Tastensperre und der Unterschied „Akku laden“ vs. „Guthaben laden“ sind ja leider eh schon größere Hürden… :-/

Es wird wohl darauf hinauslaufen, dass wir Versuchen in einem Laden mal 1-2 Geräte anzutesten. Sollte ja hoffentlich in deren Interesse sein wenn sie dann was verkaufen.

Kurzwahl und Nummerneingabe hat es, aber selbst das Telefonbuch scrollt eben auf dem Bildschirm und das ist nicht so prickelnd.

Für ältere Menschen sollte es tatsächlich Telefone im billigen DECT Format geben. Diese würden nämlich auch ein Problem mit der Tastatur des F3 haben … die „Knubbel“ der großen Haustelefone sind da doch viel einfacher zu drücken ;-)

Also ich kann des F3 für ältere Leute nur empfehlen. SMS und Telefonbuch werden von ihnen nicht benutzt und somit bringt auch eine Call-ID keinen Nutzen mehr.
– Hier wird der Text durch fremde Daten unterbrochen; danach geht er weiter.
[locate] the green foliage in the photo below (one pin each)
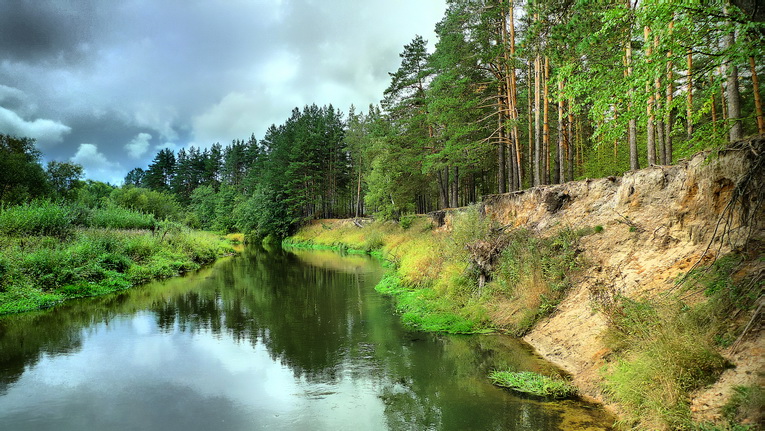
(112, 217)
(37, 272)
(64, 178)
(746, 401)
(37, 218)
(535, 273)
(161, 205)
(423, 309)
(668, 351)
(21, 176)
(533, 384)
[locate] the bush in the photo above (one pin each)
(669, 352)
(121, 218)
(37, 218)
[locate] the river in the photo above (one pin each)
(268, 340)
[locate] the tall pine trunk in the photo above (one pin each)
(651, 119)
(757, 99)
(734, 98)
(668, 113)
(546, 123)
(537, 123)
(632, 127)
(561, 165)
(689, 97)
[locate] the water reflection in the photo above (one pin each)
(267, 340)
Entweder man geht ans Telefon oder nicht. Für die Nummern der liebsten gibt es hierzu dann das papierene Buch – damit kann man auch noch Leute erreichen, wenn der Akku leer ist.

Meine Oma ruft mich hin und wieder immer noch an, weil sie von mir einen Anruf in Abwesenheit hat – von vor mehr als einem Jahr. Soviel dazu…

[quote comment=“64715″]Benutzt deine Oma ein F3?[/quote]
Würde mich auch interessieren. Wenn die Erfahrungen da gut sind, wäre das wirklich eine Überlegung wert.

[quote comment=“64715″]es kostet nur 30 Euro.[/quote]
Die sim-lock-freie rote Version kostet sogar nur 20 und mit sim-lock effektiv 5. :-)

Ohne jetzt meine Familie zu sehr runterzuziehen: nein, meine Oma benutzt kein F3 – hatte es aber mal in der Hand. Das F3 benutzt ein anderes Familienmitglied, dass… nun ja. Ein billiges Gerät braucht das auch mal verloren und kaputt gehen darf ;)

Was muss es denn hergeben? Ich hatte es jetzt bereits zweimal im Festivaleinsatz dabei und es hat nicht enttäuscht. Kann auch mal dreckig werden, runterfallen oder sonst was … selbst wenn es dabei kaputt gehen sollte … kann einem ja egal sein ;-)

Einzig von der Akkulaufzeit bin ich etwas enttäuscht. Mit dem ganzen „wo bist du“-Geschreibe und gelegentlichen Anrufen um sich zu treffen hielt es jeweils immer nur knapp 3 Tage durch.